Eine schwierige Geschichte - Gewalt? Ich weiß nicht. Viele, viele Missverständnisse. Der Wunsch zu verzeihen. Ein Vertrauensbruch. Ich freue mich über Gedanken und Meinungen und andere Perspektiven.
Ich bin seit 2001 mit meinem Mann zusammen. Damals lebte ich am Rande der Gesellschaft, hatte nicht viel zu verlieren, wechselte mein Heimatland um mit ihm zusammenzuziehen. Ich war 20, viel Neugierde und jugendlicher Übermut im Spiel. Er ist 25 Jahre älter, seine Frau war vor einiger Zeit mit 4 Kindern ausgezogen, er hatte einige wilde Beziehungen hinter sich und war zu der Zeit psychisch nicht der stabilste.

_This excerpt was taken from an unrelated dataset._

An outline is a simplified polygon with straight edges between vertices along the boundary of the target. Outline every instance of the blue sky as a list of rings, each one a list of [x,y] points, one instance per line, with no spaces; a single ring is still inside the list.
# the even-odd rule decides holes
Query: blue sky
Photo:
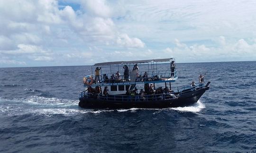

Wer uns zu der Zeit gesehen hat, dürfte unserer Beziehung eine Halbwertszeit von wenigen Monaten gegeben haben.
16 Jahre später leben wir noch immer zusammen, unser Sohn ist 13 Jahre alt. 98% der Zeit halte ich mich für den glücklichsten Menschen auf Erden. Wir lieben einander, haben gemeinsame Interessen, sind finanziell recht gut versorgt, leben an einem wunderschönen Ort, unser Sohn ist zufrieden und klug...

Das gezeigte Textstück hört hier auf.